Officer alone in inmate escape

State considers possible violations of procedures

January 04, 2008|By Justin Fenton | Justin Fenton,SUN REPORTER

A prison inmate who escaped from a Laurel hospital was being supervised by only one correctional officer after his partner took a break and left him alone, police said yesterday.

The state Department of Public Safety and Correctional Services is also investigating why Kelvin D. Poke was not wearing handcuffs when he overpowered two officers, took their guns and fled in a stolen vehicle Wednesday, setting off a manhunt that ended with his death seven hours later in a police shootout in a Prince George's County cemetery. State leaders said yesterday that they are "seriously" re-examining whether correctional officers should be armed when standing watch over inmates during hospital visits. This week's incident was the second inmate escape from Laurel Regional Hospital in the past two months and came two years after a correctional officer in Hagerstown was killed by an inmate who snatched his gun.

Officials say two correctional officers are assigned to inmates taken to hospitals and must stay with them at all times: one who is unarmed and stays close to the prisoner, and another who is armed and watching the inmate. Such an arrangement is designed to keep the weapon out of reach of the inmate.

Greg Shipley, a state police spokesman, said yesterday that an officer assigned to watch Poke had "stepped out of the immediate area on a break." Poke then attacked an armed officer and took his .38-caliber pistol.

An officer assigned to another inmate heard the commotion and ran into the room. Poke pointed the gun at the officer's head and stole his weapon, before shooting off his shackles, taking a security guard hostage and bolting down a stairwell.

Rick Binetti, a spokesman for the Department of Public Safety and Correctional Services, said he could not discuss whether the correctional officers were in violation and if so, whether they would be reprimanded.

"When things like this happen, the majority of times it's because proper procedures weren't followed," he said. "The department is still actively investigating this incident, and it will take disciplinary action if it is deemed necessary."

Officers do not carry guns inside prisons, and some union officials say that guards should not carry weapons in unsecured facilities such as hospitals. State officials said they want to discuss possible changes.

"We've reached out to the union, and they will be at the table and involved in discussions about policies as it relates to armed [correctional officers]," Binetti said.

Other union leaders believe weapons are necessary to protect correctional officers from inmate attacks. The issue to address, they say, is the unsecured community hospitals. The University of Maryland Medical Center is the only hospital in the state with a secure wing designated for inmates and staffed with corrections officers, and it is used only for emergency visits from inmates in the Baltimore area or for scheduled procedures.

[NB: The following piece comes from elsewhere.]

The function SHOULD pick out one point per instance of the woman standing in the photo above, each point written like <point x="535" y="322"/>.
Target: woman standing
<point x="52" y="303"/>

"One of the big problems is that the state has contracted out the medical services of DPSCS without much regard to extra thought regarding a secure environment for these type of individuals," said Bernard W. Ralph Jr., president of the Jessup chapter of the American Federation of State, County and Municipal Employees, a union that represents correctional officers. "It is the belief of our employees that perhaps DPSCS should look into sending these felons to more secure facilities for any medical treatment they might need."

But the state union's executive director, Patrick Moran, said his group has been pushing to disarm correctional officers in hospitals since Jeffrey A. Wroten was shot and killed in January 2006 while guarding an inmate at a Washington County hospital.

"The bottom line is, we want the department to have an extensive review of the policy and how it can best be used and come up with a good solution. We can't afford to have these things happen again," Moran said.

To avoid the risk of inmates feigning illness to hatch an escape plot, the prison medical unit and emergency medical responders evaluate inmates before taking them to the nearest hospital, said Richard B. Rosenblatt, the assistant secretary for treatment services.

"Medically, they're just the worst of the worst," Rosenblatt said of inmates, many of whom have not received medical care before their incarceration. "Things go bad, and they need to be in the hospital when things go bad. We cannot be deliberately indifferent to their medical needs."

He said Poke had been prescribed medication for chronic high blood pressure and was suffering from chest pain when he was admitted to Laurel on New Year's Eve.

Poke, 45, was convicted in August 2006 of kidnapping and carjacking, and was serving a sentence of life plus 40 years at the maximum-security Jessup Correctional Institution. He was convicted of robbery in 1995 and 1983.